Konu Başlıkları
Maria Montessori Yaklaşımı
Maria Montessori , İtalya’da doğmuş ve bu topraklardaki ilk kadın doktor olma ünvanına sahip meşhur bir pedagog.
Pedagoji, çocuk gelişimi ile ilgili bir ihtisas alanıdır. Montessori yaklaşımı adını verilen teorisinde büyük ölçüde bir çocuğun bireyselleştirilmiş eğitim ile oldukça etkili bir şekilde eğitilebileceğini ıspatlamıştır.
Her çocukta ayrı düzeylerde bulunan öğrenme hızı ve ilgi alanlarının özel metotlarla uygulanması için büyük çaba sarfetmiştir. Onun bu çabalarında en etkili olaylardan biri, çalıştığı kurumdaki engelli öğrenciler ile normal öğrencilerin aynı oranda performans göstermiş olmalarıdır.
Maria Montessori özel olarak ilgilendiği ve eğitimlerini özelleştirdiği engelli öğrencilerin başarısından oldukça memnundu. Ancak kafasını kurcalayan konu, diğer normal öğrencilerin neden eşit düzeyde öğrendiğiydi.

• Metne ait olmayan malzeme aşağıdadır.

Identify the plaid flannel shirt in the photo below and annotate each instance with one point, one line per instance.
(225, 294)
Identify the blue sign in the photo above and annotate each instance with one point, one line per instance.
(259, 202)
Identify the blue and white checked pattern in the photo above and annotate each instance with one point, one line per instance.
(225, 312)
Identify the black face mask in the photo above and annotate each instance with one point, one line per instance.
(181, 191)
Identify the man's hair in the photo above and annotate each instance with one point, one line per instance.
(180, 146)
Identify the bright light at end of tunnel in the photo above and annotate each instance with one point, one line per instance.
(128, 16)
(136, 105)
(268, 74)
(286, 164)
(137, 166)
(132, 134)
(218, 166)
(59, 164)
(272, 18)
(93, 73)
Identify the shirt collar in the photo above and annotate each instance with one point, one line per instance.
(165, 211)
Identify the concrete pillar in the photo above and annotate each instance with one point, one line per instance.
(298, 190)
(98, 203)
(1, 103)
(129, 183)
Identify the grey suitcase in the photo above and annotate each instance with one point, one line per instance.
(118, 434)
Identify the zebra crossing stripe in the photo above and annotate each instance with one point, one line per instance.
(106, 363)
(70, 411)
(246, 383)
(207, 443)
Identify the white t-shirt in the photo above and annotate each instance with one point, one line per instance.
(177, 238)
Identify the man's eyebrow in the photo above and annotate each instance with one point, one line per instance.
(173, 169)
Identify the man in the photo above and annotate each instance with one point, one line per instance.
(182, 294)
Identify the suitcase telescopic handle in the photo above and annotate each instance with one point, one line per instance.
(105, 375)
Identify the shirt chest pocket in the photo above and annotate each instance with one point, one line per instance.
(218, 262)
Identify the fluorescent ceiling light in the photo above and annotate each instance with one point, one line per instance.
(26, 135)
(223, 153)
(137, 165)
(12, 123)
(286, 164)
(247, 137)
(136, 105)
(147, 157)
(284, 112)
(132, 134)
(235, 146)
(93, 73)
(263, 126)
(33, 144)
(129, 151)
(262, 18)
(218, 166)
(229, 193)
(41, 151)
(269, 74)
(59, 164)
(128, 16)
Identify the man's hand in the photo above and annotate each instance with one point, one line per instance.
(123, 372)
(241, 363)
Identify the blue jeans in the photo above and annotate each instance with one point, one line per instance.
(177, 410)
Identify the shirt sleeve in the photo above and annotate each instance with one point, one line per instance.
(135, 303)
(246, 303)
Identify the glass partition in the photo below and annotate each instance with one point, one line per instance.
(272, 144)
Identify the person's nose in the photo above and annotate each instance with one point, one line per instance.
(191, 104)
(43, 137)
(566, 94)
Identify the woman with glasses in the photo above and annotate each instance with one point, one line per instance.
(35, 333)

Maria Montessori çalışmalarının meyvesi olan ilk çocuk evini kurar. Bu evde yaptığı çalışmalarda çocukların neleri sevdiklerini ve neleri sevmediklerini saptar.
Maria Montessori ‘ nin saptamalarına göre çocuklar
Cezalardan hoşlanmıyorlar.
Büyükler tarafından oluşturulan ders içeriğinden hoşlanmıyorlar.
Öğretmenlerin masalarından hoşlanmıyorlar.
Şekerleme ve oyuncaklardan hoşlanmıyorlar.
Topluca işlenen derslerden hoşlanmıyorlar.
Bütün çocukların bu tanıma uyması münkün olmasa da genel itibariyle Maria Montessori’nin ilgilendiği çocuklar böyle düşünüyordu. Çocukların nelerden hoşlandıklarını saptadığında ise şu sonuçlarla karşılaştı ki bu sonuçlar onun Montessori yaklaşımı nın temelini oluşturacaktır.
Çocuklar özgür seçimlerine saygı duyulmasını ister.
Kendi hatalarını denetlemeli ve bilmelidirler.
Çocuklar hareket etmelidirler.
Sessiz kalma hakkına sahiptirler.
Çevreleri düzenli olmalıdır. Temiz tutulmalıdır.
Sosyal izlenimlerini kendileri oluşturmalıdırlar.
Kitapsız yapılan okuma ve yazma eğitiminden daha çok hoşlanırlar.
Montessori yaklaşımı adı altında inceledğimiz bu teoride tamamen çocuktan hareketle eğitim planlandığını görmekteyiz. Çocukların eğitiminde onlara istedikleri kadar tekrar etme hakkı verilir.
Erkenden öğrenen kişi yeni bir çalışmaya geçebilir. Ancak öğrenemeyen kişi öğrenene kadar tekrar etme hakkına sahiptir. Oldukça insancıl ve mantıklı bir yaklaşım olduğunu söylemek yanlış olmaz. Çocuklar kapasiteleri oranında bilgiye maruz bırakılmalıdır. Aksi taktirde mutsuz olurlar.
maria montessori
Montessori yaklaşımı nda materyaller ön plana çıkmaktadır. Çocuklar için istedikleri ortamda istedikleri materyalle çalışma olanağı sunulmalıdır.
Görerek, dokunarak öğrenmelerin sağlanmalıdır. Yaşayarak öğrenme en etkili öğrenme biçimi olarak kabul edilmektedir. Çünkü bireylerin bütün duyu organlarını eğitim sürecine kattıkları bilinmektedir.
Çocuk için özel hazırlanan çevre, adil olmak gerekirse olması gereken eğitim sisteminin çok uzağında olduğumuzu gösteriyor.
Yorum
Günümüzde eğitim sistemi, çocukları istenen modele sokmak üzerine kurgulanıyor. Oysa eğitim çocuğun istekleri de dikkate alınarak kurgulanmalıdır. Ahlaklı, dürüst bireyler yetiştirmenin yegane yolu çıkarcı bir eğitim sistemi benimsenmesinden vazgeçmekte yatıyor.
Montessori yaklaşımı nda bireysel eğitimin ön plana çıkması bu eğitim sistemini çağımızın en gerekli yaklaşımlarından biri haline getiriyor.